A la veille d’une élection présidentielle qui oublie pour l’instant tous les sujets de fond, Siné Mensuel livre, en ce mois de mars, un numéro spécial donnant la parole à tous les sans-voix. Un numéro qui n’en oublie pas pour autant aussi les dessins. Tout aussi retentissants parfois.

Configuration un peu particulière, donc, pour cet opus n°62 du mensuel fondé par Siné et qui entend bien toujours pousser son coup de gueule, à l’image du dessin de couv’ signé Faujour.

Outre l’illustration des différents témoignages de de prof, d’ouvrier, de chômeur, d’infirmière, d’étudiant, d’intérimaire et autres « sans-voix » qui occupent la plus grande part des pages du journal, la bande d’illustrateurs de l’équipe fait dans le « micro-comptoir ». Faujour dissout la primaire du PS dans un bar du nord Finistère, Lindingre se met en scène avec son héroïne Titine en immersion au « café des amis », Carali abandonne temporairement sa chronique autobiographique pour évoquer, avec finesse, le paradoxe de la prise du pouvoir.
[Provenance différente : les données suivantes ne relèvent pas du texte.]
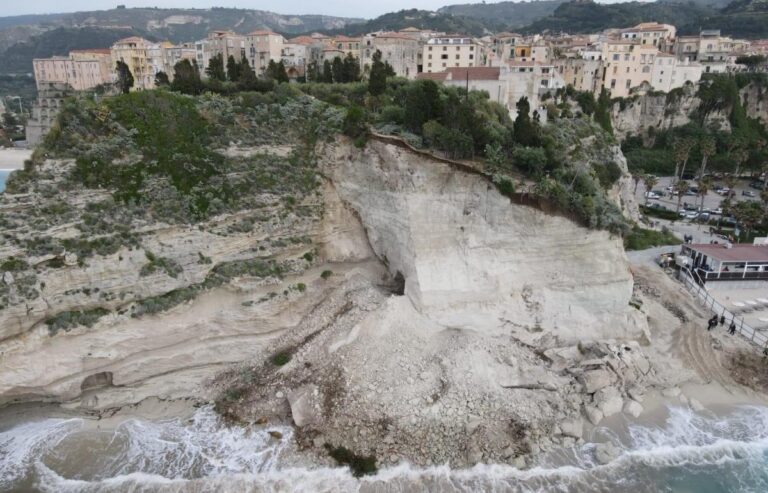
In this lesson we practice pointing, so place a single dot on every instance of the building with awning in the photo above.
(727, 262)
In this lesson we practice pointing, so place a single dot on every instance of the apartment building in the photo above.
(224, 43)
(81, 70)
(662, 36)
(261, 47)
(403, 52)
(442, 53)
(134, 52)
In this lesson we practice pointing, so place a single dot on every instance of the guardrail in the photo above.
(756, 337)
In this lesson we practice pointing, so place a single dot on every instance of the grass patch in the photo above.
(359, 464)
(641, 239)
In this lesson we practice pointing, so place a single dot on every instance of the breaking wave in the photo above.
(691, 452)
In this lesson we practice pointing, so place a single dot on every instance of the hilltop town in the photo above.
(508, 66)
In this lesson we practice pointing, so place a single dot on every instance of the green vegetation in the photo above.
(738, 149)
(169, 266)
(359, 465)
(13, 264)
(641, 239)
(68, 320)
(280, 359)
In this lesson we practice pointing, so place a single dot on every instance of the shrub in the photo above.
(359, 464)
(280, 359)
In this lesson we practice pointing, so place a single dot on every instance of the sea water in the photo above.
(689, 452)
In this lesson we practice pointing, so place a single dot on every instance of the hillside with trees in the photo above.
(512, 14)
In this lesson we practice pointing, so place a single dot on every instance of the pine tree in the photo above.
(161, 79)
(124, 77)
(337, 68)
(377, 80)
(233, 69)
(526, 132)
(186, 78)
(215, 70)
(327, 72)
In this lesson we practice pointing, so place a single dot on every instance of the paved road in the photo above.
(13, 158)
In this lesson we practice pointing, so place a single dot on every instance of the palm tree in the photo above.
(650, 182)
(705, 183)
(682, 149)
(707, 148)
(681, 186)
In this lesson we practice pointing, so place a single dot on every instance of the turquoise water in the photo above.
(689, 452)
(3, 175)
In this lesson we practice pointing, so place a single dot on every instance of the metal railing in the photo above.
(756, 337)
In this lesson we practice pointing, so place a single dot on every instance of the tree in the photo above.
(327, 72)
(681, 187)
(525, 131)
(650, 182)
(603, 111)
(276, 71)
(186, 78)
(377, 80)
(233, 69)
(161, 79)
(215, 69)
(124, 77)
(707, 149)
(351, 68)
(704, 185)
(682, 150)
(337, 69)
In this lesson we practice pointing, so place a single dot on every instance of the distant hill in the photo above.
(422, 19)
(511, 14)
(24, 35)
(582, 16)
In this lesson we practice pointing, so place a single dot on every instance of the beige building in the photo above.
(81, 70)
(403, 52)
(134, 52)
(224, 43)
(261, 47)
(442, 53)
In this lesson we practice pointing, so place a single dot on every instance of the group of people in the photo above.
(713, 322)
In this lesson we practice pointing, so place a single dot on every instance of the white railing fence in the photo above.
(756, 337)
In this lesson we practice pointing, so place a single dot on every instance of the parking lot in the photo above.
(712, 200)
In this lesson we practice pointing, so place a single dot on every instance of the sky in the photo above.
(343, 8)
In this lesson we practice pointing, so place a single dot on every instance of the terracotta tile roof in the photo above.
(737, 253)
(440, 76)
(261, 32)
(474, 73)
(302, 40)
(99, 51)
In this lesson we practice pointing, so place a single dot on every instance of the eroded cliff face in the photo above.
(472, 259)
(436, 321)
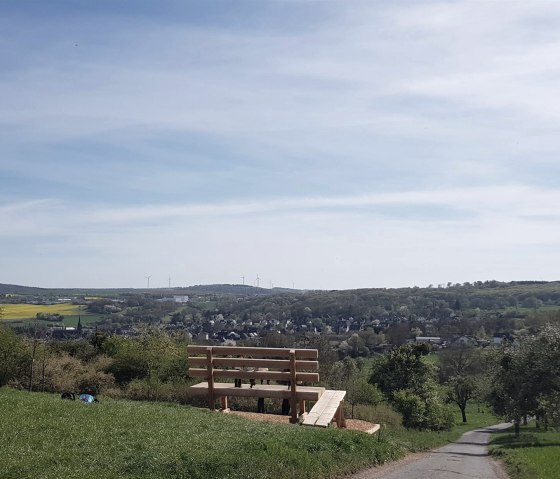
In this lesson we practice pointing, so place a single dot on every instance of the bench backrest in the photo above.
(277, 364)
Et c’est Berth qui fait dans le témoignage personnel en contant une rencontre marquante avec un « SDF ».
Enfin, Rémi Malingrëy lâche son univers surréaliste pour mettre en scène les propos d’une infirmière en pédiatrie. Un témoignage fort et marquant. Tout comme le dessin de Lie, qui illustre bien un article de Thierry Leclère sur le méconnu mémorial des civils victimes de guerre de Falaise, en Normandie…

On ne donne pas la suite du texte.